In order to evaluate the accuracy of screening using serum SERS spectrum, we constructed two groups of experiments for HC/pSS and HC/DN, respectively, and proposed a study on the identification of immune diseases and chronic kidney disease using SERS spectrum combined with deep learning algorithms. In order to increase the robustness and generalizability of a model, we introduced data augmentation to the small sample dataset and expanded the training set by a factor of 10 using a Gaussian white noise approach. In addition, to further verify experimental reliability and determine the best classifier, we used a five-fold cross-validation method. The final evaluation criteria were based on the average of five times for each evaluation index. The experimental results show that in the HC and pSS experiments, the MCNN model performs the best, followed by TCN, and ResNet has a lower accuracy compared to other models. In another set of HC and DN experiments, the MCNN model achieved the best results, followed by AlexNet, while the SqueezeNet model had the lowest accuracy. Similarly, we plotted ROC curves to further evaluate the comprehensive performance of different model classifications, and MCNN performed best in both sets of experiments. Therefore, comparing the evaluation indicators of the two groups of experiments, the overall performance of the MCNN model was better than other models. The different results of the two sets of experiments may be related to the structure and characteristics of the model. Simple structured networks such as MCNN and AlexNet can learn useful information better, while the complex network structure of ResNet and SqueezeNet does not work well instead. It also shows that complex deep learning networks are not always suitable for the feature mining of small samples. It is not necessary that the more the network structure is complex, the more effective the model is.

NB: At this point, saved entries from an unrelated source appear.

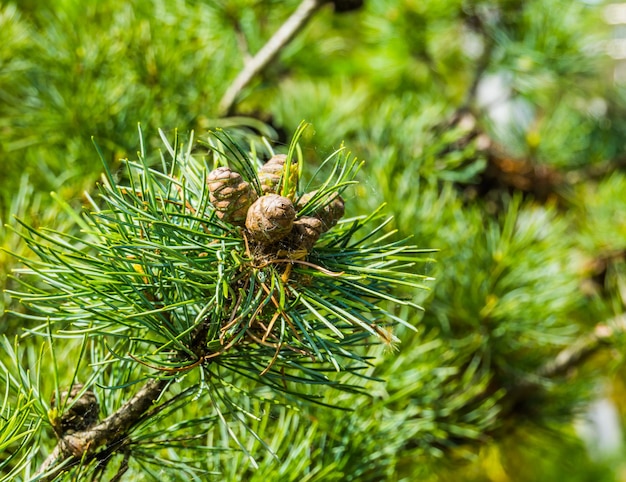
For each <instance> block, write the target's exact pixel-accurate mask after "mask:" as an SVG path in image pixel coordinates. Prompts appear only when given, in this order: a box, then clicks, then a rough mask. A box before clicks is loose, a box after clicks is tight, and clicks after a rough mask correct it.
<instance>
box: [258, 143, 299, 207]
mask: <svg viewBox="0 0 626 482" xmlns="http://www.w3.org/2000/svg"><path fill="white" fill-rule="evenodd" d="M286 162H287V156H286V155H285V154H276V155H275V156H272V158H271V159H270V160H269V161H267V162H266V163H265V164H263V165H262V166H261V167H260V168H259V181H260V183H261V189H263V193H264V194H280V190H281V189H282V186H283V185H284V184H285V182H287V183H289V192H288V194H287V197H288V198H290V199H293V198H294V196H295V195H296V188H297V187H298V165H297V164H296V160H295V159H292V160H291V164H290V166H289V174H288V175H287V177H286V178H285V179H283V182H282V183H281V182H280V181H281V178H282V177H283V173H284V171H285V163H286Z"/></svg>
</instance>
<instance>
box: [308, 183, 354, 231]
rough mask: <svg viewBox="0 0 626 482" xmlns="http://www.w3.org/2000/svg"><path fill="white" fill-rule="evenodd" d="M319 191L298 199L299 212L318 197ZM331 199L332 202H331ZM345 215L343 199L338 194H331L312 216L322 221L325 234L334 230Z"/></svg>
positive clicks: (344, 205)
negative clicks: (329, 230) (333, 228)
mask: <svg viewBox="0 0 626 482" xmlns="http://www.w3.org/2000/svg"><path fill="white" fill-rule="evenodd" d="M316 193H317V191H312V192H307V193H306V194H303V195H302V196H300V199H298V211H300V210H302V208H304V206H305V205H306V204H307V203H308V202H309V201H310V200H311V199H313V197H314V196H315V195H316ZM329 199H330V200H329ZM344 213H345V204H344V201H343V198H342V197H341V196H340V195H339V194H337V193H332V194H329V195H328V197H327V198H326V199H324V200H323V201H322V202H321V205H320V207H319V208H317V209H316V210H315V212H314V213H313V214H312V215H313V216H315V217H316V218H318V219H319V220H320V221H322V232H323V233H325V232H326V231H328V230H329V229H330V228H332V227H333V226H334V225H335V224H337V222H338V221H339V220H340V219H341V218H342V217H343V215H344Z"/></svg>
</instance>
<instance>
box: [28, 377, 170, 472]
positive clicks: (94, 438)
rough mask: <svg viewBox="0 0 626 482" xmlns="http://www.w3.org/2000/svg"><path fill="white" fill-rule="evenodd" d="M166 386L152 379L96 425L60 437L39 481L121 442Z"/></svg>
mask: <svg viewBox="0 0 626 482" xmlns="http://www.w3.org/2000/svg"><path fill="white" fill-rule="evenodd" d="M168 383H169V380H164V379H152V380H150V381H148V382H147V383H146V384H145V385H144V386H143V387H141V389H140V390H139V391H138V392H137V393H136V394H135V395H134V396H133V398H131V399H130V400H129V401H128V402H126V403H125V404H124V405H123V406H122V407H120V408H119V409H118V410H117V411H116V412H115V413H113V414H111V415H109V416H108V417H107V418H105V419H104V420H103V421H102V422H100V423H99V424H97V425H95V426H93V427H90V428H88V429H85V430H82V431H79V432H73V433H71V434H66V435H63V436H62V437H61V438H60V439H59V441H58V442H57V445H56V447H55V448H54V450H53V451H52V452H51V453H50V455H49V456H48V458H47V459H46V460H45V461H44V463H43V464H42V465H41V467H40V468H39V472H38V474H39V475H43V478H42V479H40V480H44V481H49V480H52V479H54V478H55V477H56V476H57V475H59V473H61V472H62V471H63V470H67V469H68V468H69V467H72V466H73V465H75V464H77V463H79V462H80V461H81V460H82V459H84V457H85V456H89V455H95V452H96V449H98V448H100V447H102V446H104V445H107V444H110V443H111V442H114V441H116V440H119V439H121V438H124V437H125V436H126V435H127V433H128V431H129V430H130V429H131V428H132V427H133V425H135V424H136V423H137V422H138V421H139V420H140V418H141V416H142V415H143V414H144V413H145V412H146V411H148V409H150V407H152V405H153V403H154V402H155V401H156V400H157V399H158V398H159V397H160V396H161V394H162V393H163V391H164V390H165V388H166V387H167V384H168ZM55 466H58V467H56V468H55ZM46 472H48V473H46Z"/></svg>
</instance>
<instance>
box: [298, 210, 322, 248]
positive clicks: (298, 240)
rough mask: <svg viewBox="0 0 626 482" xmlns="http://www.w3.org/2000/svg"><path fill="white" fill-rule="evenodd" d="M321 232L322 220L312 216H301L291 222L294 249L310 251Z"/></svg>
mask: <svg viewBox="0 0 626 482" xmlns="http://www.w3.org/2000/svg"><path fill="white" fill-rule="evenodd" d="M321 234H322V221H321V220H320V219H319V218H316V217H314V216H302V217H301V218H299V219H297V220H296V221H295V222H294V223H293V231H292V235H291V236H292V237H293V246H294V248H295V250H298V249H304V250H306V251H307V252H309V251H311V249H312V248H313V246H314V245H315V243H316V242H317V240H318V239H319V238H320V235H321Z"/></svg>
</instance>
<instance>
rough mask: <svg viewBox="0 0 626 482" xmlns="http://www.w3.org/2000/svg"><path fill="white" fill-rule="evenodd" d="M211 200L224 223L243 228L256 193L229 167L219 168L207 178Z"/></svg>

Previous research has indicated that the AgNPs/PSB composite substrate possesses favorable stability. By establishing a PCA-SVM model, the authors have demonstrated the superiority of combining SERS technology with machine learning algorithms for disease screening purposes. This study shows the feasibility of SERS technology based on annealed AgNPs/PSB composite substrates combined with deep learning algorithms for the diagnosis of immune diseases and chronic kidney disease, which has a great development prospect and research value in the early identification and screening of immune diseases and chronic kidney disease. However, there may be limitations in the study because of the limited sample size of the current study. Thus, we intend to collect more sample data in the future to evaluate further the effectiveness of SERS technology combined with deep learning for the screening of immune diseases and chronic kidney disease. Through the validation analysis of this exploratory study, SERS technology combined with strong deep learning algorithms can be innovatively extended to the research of different diseases and the screening of special populations.

Conclusion

In this study, we developed an annealed AgNPs/PSB composite SERS substrate using PSB as a substrate, synthesized by an immersion plating and heat treatment method, and used serum SERS spectroscopy combined with deep learning algorithms achieved rapid and accurate diagnosis of patients with different diseases. For HC/pSS and HC/DN, we constructed two sets of experiments, established five deep learning classification models, and used five-fold cross-validation to ensure the experiments' reliability further. The results show that the MCNN algorithm is the most stable, with high accuracy, sensitivity and precision. Therefore, this study shows that SERS technology based on annealed AgNPs/PSB composite substrate combined with deep learning algorithm has a greater developmental prospect and research value in the early identification and screening of immune diseases and chronic kidney disease, providing reference ideas for non-invasive and rapid clinical medical diagnosis of patients.